Virtual reality headset

VIVE XR Elite is an extended reality (XR) headset developed and manufactured by HTC. Released in February 2023, the headset combines virtual reality (VR) and mixed reality (MR) functionalities.

== Overview ==
HTC Corporation introduced the VIVE XR Elite at the 2023 Consumer Electronics Show (CES) in Las Vegas in January 2023 with the product becoming available later in February. The headset is designed to operate as a standalone device, eliminating the need for external hardware or a PC connection. It offers a resolution of 1920 × 1920 pixels per eye and features a 90 Hz refresh rate and a field of view up to 110 degrees.

At launch, the VIVE XR Elite was supported by a range of applications and games available on the HTC VIVEPORT platform. Titles available at launch included Hubris, Yuki, Maestro, Les Mills Body Combat, among others.

== Specifications==
The VIVE XR Elite is powered by a Qualcomm Snapdragon XR2 processor, and is equipped with 12 GB of RAM and 128 GB of storage. It includes a full-color RGB passthrough camera and four wide field-of-view (FOV) cameras for tracking. The device supports various connectivity methods, including USB-C and Wi-Fi, and is compatible with a range of Android smartphones.

The headset's battery cradle is removable, facilitating a hot-swappable battery system that offers up to 2 hours of battery life. The device is noted for its lightweight design, weighing 625 grams with the battery included.

The headset includes a lens diopter adjustment feature for near-sighted users and an adjustable slider for setting interpupillary distance (IPD), with a range of 54-73 mm, accommodating up to a -6 prescription.

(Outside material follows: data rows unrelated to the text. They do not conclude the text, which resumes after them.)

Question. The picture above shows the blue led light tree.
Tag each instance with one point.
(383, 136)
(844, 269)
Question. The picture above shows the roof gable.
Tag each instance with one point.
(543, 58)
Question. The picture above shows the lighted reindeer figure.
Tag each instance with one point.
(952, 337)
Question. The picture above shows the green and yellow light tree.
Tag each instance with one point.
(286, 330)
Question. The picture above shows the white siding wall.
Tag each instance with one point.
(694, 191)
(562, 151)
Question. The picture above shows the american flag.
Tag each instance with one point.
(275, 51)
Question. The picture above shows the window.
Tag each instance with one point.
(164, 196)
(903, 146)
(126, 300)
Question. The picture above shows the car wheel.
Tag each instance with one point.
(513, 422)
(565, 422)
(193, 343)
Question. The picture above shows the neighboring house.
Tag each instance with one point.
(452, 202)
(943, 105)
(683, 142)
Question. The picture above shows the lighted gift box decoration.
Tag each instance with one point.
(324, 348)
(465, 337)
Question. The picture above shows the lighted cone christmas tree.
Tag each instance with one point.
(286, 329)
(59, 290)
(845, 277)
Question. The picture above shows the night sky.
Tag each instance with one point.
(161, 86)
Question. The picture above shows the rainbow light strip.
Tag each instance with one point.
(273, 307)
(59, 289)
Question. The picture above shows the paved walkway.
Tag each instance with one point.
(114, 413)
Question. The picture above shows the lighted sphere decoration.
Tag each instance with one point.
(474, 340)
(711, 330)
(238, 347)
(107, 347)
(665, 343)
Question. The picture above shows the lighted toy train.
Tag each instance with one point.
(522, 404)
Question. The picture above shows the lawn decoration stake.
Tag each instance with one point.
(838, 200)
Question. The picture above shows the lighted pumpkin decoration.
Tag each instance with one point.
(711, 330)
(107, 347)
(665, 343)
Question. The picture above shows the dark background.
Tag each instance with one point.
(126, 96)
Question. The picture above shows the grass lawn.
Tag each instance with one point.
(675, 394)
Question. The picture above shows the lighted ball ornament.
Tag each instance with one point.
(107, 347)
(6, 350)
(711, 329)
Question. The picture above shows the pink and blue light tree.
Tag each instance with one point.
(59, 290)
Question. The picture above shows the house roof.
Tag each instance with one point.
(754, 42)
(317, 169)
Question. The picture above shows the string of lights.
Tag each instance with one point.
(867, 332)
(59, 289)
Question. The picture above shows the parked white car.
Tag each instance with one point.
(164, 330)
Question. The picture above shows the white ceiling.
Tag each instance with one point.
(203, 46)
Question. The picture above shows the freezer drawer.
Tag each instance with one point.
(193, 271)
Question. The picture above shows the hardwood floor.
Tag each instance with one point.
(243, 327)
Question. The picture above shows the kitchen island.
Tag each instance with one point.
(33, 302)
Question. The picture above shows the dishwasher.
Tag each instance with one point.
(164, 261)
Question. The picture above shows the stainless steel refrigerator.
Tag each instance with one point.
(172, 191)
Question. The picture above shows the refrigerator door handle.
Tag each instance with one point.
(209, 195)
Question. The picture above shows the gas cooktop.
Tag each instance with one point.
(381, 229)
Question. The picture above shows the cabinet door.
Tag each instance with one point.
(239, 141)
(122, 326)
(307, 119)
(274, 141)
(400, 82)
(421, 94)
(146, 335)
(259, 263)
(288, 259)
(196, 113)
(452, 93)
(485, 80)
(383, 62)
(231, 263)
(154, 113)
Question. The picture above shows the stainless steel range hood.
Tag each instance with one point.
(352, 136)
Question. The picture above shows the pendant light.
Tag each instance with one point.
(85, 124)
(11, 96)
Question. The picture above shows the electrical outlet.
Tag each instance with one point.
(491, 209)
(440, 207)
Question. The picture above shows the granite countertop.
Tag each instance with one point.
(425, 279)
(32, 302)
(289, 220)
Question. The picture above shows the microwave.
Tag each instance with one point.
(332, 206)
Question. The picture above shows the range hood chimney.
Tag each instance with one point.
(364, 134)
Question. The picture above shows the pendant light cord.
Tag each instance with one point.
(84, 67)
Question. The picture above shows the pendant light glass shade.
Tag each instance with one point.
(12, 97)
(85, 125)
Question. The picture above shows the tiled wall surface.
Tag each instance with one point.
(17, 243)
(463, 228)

The VIVE XR Elite features a depth sensor for room scanning, allowing automatic detection of desks and walls.

== Accessories ==
HTC offers various accessories for the VIVE XR Elite, including the VIVE Wrist Tracker to augment hand tracking, VIVE Controllers for the use of traditional game controls with the device, a VIVE Streaming Cable for PC VR connection, and VIVE Temple Pads which are more lightweight than the standard headset. Additionally, a VIVE Face Gasket is available for increased comfort and hygiene during extended use.

== User experience ==

The VIVE XR Elite has been praised for its modular and ergonomic design, offering long-term comfort and portability. Its lightweight build, adjustable fit, and diopter correction features are frequently cited as user-friendly advantages, particularly for extended VR or MR sessions.